Not fully convinced, but willing to let it pass, Francesca threw her mink coat over a nearby chair, added her gloves to the heap, and headed for the bar. “I feel as if I’m two drinks behind. Fix anyone else something?”
“Not for me,” Sigrid murmured.
“Just an ice cube,” Thorvaldsen said ruefully, as his fingers examined the lump swelling beneath his eye. “You come in time to rescue me, Francesca. I’m being grilled about Dr. Shambley.”
Francesca paused with a decanter of Irish whiskey in her graceful hands. “Should I be leaving then, Sigrid?”
“Why?” asked Thorvaldsen.
Sigrid stood. “Perhaps it would be better if you both came to my office tomorrow and made formal statements.”
“Me?” Francesca seemed surprised. “Why on earth would you need a statement from me? I barely knew the man.”
“But you have a key to the Breul House, don’t you?” asked Sigrid.
“Well, yes, but- Oh, don’t be daft, Sigrid! He was a grotty little man but you can’t think I went back there last night and sneaked in and killed him?”
“Can you tell me where you were between eight-thirty and one A.M.?” Sigrid asked bluntly.
“To be sure, I can,” she said in her Celtic lilt. She brought Thorvaldsen an ice cube wrapped in a napkin and sat down with her drink at the other end of the couch from Sigrid. “Søren and I finished dinner shortly before ten, then I took a cab to the Maintenon. Some friends of mine were just going into the lounge when I got in around ten-thirty-George and Bitsy Laufermann-and they insisted that I join them. We stayed for the midnight show. I’ll give you their phone number, if you wish, and you can also ask the maître d’. He’ll tell you I was there.”
Sigrid jotted down the names and numbers, then asked, “What about your key to the Breul House? Do you carry it with you?”
“On my key ring, yes,” said Francesca. “I suppose you’ll be wanting to see it.”
She moved so beautifully, Sigrid thought, watching as the other woman crossed to her fur coat. Tonight she wore a dark brown taffeta dress edged with a stiff, narrow self-ruffle at the neck and wrists, shot with gold threads that gleamed with every swing of the skirt. Her lustrous hair fell in copper tangles about the perfect oval of her face.
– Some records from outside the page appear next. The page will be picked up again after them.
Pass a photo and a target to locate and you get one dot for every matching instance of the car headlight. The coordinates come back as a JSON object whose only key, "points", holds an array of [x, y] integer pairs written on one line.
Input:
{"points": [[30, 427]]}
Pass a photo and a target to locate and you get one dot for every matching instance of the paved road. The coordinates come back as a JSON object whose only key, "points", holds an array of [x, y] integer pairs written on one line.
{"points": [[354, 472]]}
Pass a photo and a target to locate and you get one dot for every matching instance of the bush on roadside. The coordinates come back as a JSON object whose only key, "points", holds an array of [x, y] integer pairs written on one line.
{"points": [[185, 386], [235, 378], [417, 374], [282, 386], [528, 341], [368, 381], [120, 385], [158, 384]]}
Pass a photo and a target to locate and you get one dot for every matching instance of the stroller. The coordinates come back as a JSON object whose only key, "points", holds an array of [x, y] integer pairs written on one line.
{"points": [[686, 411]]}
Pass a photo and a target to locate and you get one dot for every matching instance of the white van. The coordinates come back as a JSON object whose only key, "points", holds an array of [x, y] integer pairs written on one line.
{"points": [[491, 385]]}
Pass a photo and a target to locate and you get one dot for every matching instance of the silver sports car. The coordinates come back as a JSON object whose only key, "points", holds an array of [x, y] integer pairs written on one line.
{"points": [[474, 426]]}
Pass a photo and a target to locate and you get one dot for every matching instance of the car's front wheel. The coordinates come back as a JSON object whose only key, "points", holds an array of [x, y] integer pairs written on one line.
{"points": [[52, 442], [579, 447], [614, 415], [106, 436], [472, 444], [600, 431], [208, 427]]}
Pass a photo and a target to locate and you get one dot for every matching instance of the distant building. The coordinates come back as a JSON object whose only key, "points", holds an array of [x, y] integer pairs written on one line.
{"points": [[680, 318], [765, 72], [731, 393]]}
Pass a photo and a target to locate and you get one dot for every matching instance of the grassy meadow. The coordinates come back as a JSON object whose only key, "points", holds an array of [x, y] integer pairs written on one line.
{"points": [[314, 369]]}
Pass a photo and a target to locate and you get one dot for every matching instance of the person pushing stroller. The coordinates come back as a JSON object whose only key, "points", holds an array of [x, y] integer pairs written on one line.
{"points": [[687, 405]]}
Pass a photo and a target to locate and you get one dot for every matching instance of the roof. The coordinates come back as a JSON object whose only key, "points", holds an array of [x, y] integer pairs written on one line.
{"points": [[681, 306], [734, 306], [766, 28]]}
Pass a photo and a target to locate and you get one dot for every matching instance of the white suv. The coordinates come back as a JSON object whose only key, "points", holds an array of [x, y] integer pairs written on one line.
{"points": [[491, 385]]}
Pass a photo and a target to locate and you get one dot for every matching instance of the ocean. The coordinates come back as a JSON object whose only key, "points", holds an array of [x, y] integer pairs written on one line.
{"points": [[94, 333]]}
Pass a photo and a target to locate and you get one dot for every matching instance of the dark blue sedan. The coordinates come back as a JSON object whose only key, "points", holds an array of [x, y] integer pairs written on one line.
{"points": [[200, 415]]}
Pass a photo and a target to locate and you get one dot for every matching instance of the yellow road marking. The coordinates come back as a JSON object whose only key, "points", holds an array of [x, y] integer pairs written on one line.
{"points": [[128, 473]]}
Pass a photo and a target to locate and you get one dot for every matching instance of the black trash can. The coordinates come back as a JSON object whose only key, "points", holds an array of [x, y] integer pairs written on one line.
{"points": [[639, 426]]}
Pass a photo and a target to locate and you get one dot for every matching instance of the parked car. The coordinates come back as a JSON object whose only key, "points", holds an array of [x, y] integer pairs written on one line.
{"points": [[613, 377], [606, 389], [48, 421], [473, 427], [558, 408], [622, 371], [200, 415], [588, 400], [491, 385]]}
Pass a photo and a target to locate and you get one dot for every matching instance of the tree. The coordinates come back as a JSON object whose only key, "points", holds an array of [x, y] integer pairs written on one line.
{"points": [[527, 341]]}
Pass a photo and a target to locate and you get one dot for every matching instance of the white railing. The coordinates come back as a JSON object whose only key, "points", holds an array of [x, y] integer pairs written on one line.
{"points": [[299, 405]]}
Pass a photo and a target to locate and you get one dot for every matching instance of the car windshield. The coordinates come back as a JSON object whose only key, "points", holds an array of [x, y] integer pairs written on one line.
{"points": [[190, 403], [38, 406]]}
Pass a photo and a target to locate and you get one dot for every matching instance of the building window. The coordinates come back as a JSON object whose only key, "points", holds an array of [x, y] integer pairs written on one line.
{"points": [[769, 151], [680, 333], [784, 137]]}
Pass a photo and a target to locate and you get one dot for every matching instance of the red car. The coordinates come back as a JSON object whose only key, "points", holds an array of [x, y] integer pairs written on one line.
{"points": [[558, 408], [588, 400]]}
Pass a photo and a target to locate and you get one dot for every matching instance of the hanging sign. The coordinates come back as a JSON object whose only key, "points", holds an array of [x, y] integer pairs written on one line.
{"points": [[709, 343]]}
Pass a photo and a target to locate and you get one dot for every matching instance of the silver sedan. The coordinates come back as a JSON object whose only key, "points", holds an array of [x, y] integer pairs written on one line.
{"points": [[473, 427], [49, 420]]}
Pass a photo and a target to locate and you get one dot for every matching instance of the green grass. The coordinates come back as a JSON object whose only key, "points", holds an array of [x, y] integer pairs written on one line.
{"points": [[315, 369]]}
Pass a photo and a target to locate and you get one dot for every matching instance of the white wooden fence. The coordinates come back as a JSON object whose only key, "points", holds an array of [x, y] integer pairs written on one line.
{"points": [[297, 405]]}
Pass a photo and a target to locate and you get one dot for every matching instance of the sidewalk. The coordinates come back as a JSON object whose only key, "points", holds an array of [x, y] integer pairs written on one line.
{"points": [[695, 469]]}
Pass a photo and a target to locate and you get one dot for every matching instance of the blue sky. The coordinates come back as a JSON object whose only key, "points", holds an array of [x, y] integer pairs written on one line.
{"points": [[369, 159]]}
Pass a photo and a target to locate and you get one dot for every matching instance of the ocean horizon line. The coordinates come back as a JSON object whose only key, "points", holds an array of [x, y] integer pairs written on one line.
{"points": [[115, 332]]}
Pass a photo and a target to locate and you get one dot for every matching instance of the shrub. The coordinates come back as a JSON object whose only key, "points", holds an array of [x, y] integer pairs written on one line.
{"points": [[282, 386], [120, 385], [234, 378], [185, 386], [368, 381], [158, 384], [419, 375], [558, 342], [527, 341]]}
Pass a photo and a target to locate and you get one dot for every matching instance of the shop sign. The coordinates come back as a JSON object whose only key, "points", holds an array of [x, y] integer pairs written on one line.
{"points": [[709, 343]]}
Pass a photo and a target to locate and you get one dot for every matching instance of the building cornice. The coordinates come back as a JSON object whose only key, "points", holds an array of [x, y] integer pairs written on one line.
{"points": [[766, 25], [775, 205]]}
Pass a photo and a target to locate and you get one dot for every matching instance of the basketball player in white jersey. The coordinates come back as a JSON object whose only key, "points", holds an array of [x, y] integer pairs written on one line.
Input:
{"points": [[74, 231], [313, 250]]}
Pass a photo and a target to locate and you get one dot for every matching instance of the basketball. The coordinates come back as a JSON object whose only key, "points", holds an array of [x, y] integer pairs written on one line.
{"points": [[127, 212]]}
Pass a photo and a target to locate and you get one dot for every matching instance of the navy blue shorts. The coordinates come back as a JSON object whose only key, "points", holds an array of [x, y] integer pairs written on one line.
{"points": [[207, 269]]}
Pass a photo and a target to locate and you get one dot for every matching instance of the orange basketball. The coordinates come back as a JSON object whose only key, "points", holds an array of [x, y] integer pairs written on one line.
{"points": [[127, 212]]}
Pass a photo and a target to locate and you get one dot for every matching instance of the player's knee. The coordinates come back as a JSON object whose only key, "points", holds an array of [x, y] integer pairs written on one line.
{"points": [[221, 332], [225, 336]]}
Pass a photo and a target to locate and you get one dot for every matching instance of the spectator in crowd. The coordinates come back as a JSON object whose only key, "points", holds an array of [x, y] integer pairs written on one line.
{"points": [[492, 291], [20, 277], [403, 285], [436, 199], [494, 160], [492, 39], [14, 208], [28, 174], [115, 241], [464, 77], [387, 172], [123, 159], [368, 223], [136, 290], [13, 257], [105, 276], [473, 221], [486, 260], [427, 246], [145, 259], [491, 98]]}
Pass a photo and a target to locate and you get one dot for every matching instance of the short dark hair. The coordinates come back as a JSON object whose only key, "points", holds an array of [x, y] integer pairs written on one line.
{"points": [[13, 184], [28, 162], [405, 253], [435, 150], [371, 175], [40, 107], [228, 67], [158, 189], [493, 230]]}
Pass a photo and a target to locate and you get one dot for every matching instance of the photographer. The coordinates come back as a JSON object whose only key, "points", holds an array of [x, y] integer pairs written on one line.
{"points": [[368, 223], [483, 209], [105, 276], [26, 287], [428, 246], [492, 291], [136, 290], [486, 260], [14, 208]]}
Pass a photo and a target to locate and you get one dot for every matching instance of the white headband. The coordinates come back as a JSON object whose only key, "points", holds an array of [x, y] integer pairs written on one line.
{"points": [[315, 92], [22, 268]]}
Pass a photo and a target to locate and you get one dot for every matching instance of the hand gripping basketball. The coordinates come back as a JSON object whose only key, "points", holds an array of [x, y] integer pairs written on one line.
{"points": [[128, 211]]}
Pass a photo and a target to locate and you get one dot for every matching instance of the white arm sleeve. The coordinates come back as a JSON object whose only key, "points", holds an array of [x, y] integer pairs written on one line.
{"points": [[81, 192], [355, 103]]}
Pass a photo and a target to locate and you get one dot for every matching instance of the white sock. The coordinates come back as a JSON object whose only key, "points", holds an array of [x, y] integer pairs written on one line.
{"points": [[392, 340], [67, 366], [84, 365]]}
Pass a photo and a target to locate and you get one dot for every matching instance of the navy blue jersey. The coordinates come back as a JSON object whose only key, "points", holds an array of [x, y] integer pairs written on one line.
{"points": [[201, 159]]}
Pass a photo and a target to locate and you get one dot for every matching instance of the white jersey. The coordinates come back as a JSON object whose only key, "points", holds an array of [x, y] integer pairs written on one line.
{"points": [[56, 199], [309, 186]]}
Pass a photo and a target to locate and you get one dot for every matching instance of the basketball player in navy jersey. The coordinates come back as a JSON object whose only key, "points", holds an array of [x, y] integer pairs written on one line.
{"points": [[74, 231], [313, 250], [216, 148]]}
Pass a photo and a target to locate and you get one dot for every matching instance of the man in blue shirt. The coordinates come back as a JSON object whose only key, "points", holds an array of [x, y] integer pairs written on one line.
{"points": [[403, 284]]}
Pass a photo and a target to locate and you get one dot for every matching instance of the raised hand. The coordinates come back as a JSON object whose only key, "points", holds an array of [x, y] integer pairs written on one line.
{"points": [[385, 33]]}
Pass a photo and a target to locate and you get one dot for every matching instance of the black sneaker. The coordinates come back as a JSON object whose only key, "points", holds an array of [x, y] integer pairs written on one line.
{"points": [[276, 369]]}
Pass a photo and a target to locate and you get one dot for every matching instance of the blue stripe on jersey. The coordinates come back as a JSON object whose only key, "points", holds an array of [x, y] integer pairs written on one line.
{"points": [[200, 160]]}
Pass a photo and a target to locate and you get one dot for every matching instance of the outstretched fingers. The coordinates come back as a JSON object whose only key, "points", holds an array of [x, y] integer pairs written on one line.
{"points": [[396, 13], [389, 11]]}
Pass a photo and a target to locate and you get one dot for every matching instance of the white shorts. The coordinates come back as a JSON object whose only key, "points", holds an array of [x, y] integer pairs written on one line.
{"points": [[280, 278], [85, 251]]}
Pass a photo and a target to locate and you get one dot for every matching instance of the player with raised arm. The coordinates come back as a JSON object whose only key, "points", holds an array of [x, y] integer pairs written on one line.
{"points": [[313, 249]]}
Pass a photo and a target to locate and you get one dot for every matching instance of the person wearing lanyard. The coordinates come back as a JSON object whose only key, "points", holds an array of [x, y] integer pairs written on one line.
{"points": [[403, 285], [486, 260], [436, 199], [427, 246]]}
Even as Sigrid went through the formalities of this interview with one level of her mind, another level catalogued Francesca’s almost flawless beauty. Thorvaldsen’s advances had been clumsy and insulting and she should have decked him harder, but she could almost sympathize with his basic confusion. How could Oscar Nauman possibly be attracted to her when he’d had one of the most beautiful women in New York?